Прошлое и будущее снова накладывались друг на друга. Она опять стояла рядом с Седьмым, глядя на недоступный ей мир, в котором находилась ее мама. Только в будущем это было на кладбище, а сейчас… Нет, сейчас мама была так же далеко от нее, как и в будущем. Невидимая стена разделяла их. Останавливала любой ее порыв шагнуть к матери и заговорить. И маленькая Сакура все так же оставалась по ту сторону стены, в своем детском мире, где царили игры, друзья и счастье. А они с Наруто оставались по другую сторону, где были лишь одиночество и боль.
— Спасибо, Нанадайме, — устало сказала Сарада.
— Ты не будешь с ней говорить?
— Нет.
Наруто не ответил.
— Слушай... — сказала Сарада. — Когда станешь Нанадайме у тебя будут дети, и у Сакуры тоже. Им исполнится двенадцать и они как раз выпустятся из академии.
Наруто слушал ее с удивлением.
— Не отправляй Сакуру на миссии. Иначе она погибнет. Обещаешь, Нанадайме?
— Ты что, видишь будущее?
— Просто пообещай мне, — Сарада сцепила зубы, чтобы не разрыдаться.
****
Напряжение со временем стало понемногу отступать. Дядя больше не появлялся. Жизнь текла плавно и размеренно. Сарада работала в чайной, вечером гуляла с маленьким Наруто, а после — возвращалась домой, в ночлежку. С соседками отношения установились отличные. Если раньше Сарада ни с кем не разговаривала и старалась вести себя как можно более незаметно, то после случая в арке незнакомые женщины стали ей чуть ли не подругами. Сарада заходила в спальню и громко здоровалась с бабьим коллективом, а коллектив ей приветливо отвечал. Она больше не чувствовала себя чужой ни в ночлежке, ни в чайной. Но это была не та жизнь, к которой она привыкла. Сарада все еще оставалась куноичи, скучала по тренировкам. А в подобном положении тренироваться было невозможно.
Она понимала, что ей надо становиться сильнее, что пропасть между ее силой и способностями местных генинов просто огромна. Встреча с дядей лишний раз подтверждала это. Как он запросто сковал ее гендзюцу. Ее, кровного носителя шарингана.
Хотя, по словам Шинко, Учиха Итачи уже давно получил звание чунина. И это во сколько? В десять лет?
Сарада задумчиво наблюдала, за компанией на сдвинутых футонах. Сегодня женщины играли в карты.
Из коридора послышался голосок мужичка-администратора.
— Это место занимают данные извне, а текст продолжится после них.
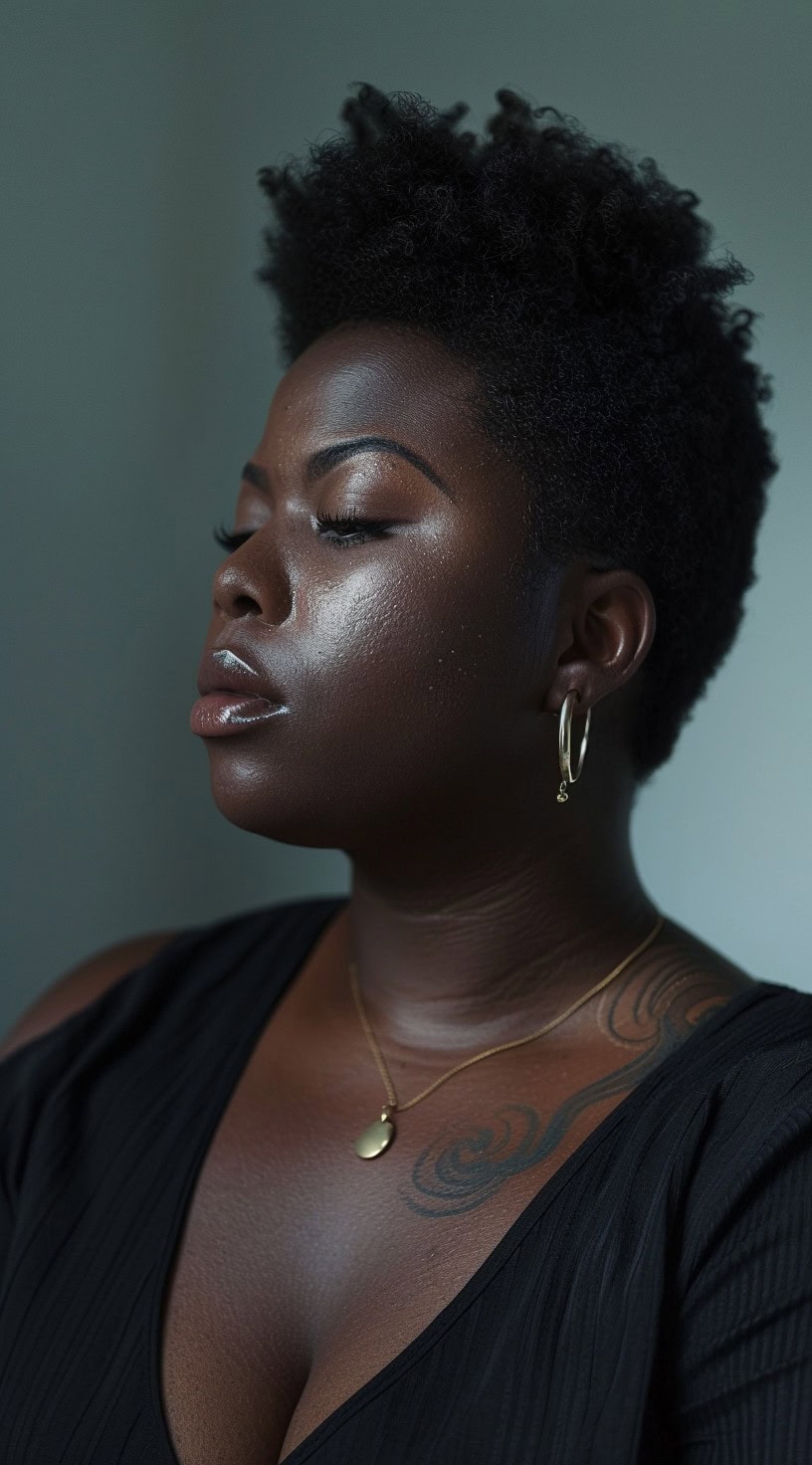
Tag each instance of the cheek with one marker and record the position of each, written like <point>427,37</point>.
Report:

— Господа, вам направо! Туда нельзя!
— Отвянь, падла.
За бумажной дверью показались тени. Створка седзи отодвинулась в сторону, и в женскую спальню заглянул мужчина. Поднялся страшный визг. Девушки вскакивали и натягивали на себя халаты, другие прятались за одеялами. Из угла компании картежниц раздался хриплый голос:
— А ну пшел отсюда!
Мужчина ухмыльнулся, отклонился обратно, что-то сказал людям, стоящим за дверью, и уверенно ступил в комнату.
— Ты ба, какой цветник.
За ним заходили и другие мужчины.
— Мужики, а нам сегодня везет.
— Господа, попрошу вас… — администратор робко пытался восстановить порядок, но его ударили под дых и вытолкнули из коридора.
Мышцы сковал леденящий душу страх. Сарада догадывалась, что хотят сделать мужчины, и это приводило ее в ужас.
Я не хочу этого видеть. Не хочу участвовать в этом. Я не хочу, чтобы это вообще происходило!
Справится ли она с оравой мужчин? Справится. Да, ей далеко до дяди, но эти люди — гражданские. Она могла сковать их гендзюцу, даже не вступая с ними в бой.
Но мне нельзя показывать, что я куноичи. Что, если дядя…
Мысли раскачивались из стороны в сторону. Желание защитить добрых женщин по инерции откатывалось к необходимости скрывать свою личность шиноби. И обратно. Защитить…
Боги, что мне делать?
— Ублюдки, — воскликнула одна из девушек. — Пошли вон отсюда. Здесь ребенок!
— Это неважно, — ухмыльнулся мужчина, хватая ее за руки.
Девушка пыталась отбиваться, но пальцы сомкнулись вокруг ее запястий железной хваткой. Мужчина довольно загоготал.
Я не могу на это смотреть! Я должна их остановить...
— Эй, цыпленок. Иди-ка сюда!
Крепкий парень уверенно двигался прямо к ней.
«Я? Зачем тебе я?— в панике гадала Сарада. — Я же…»
В лицо пахнуло алкоголем. Парень оттеснил ее. Сарада вжалась спиной в стену и застыла от ужаса, а он нависал над ней, и в его глазах читалось не похотливое предвкушение, а холодная решимость убийцы.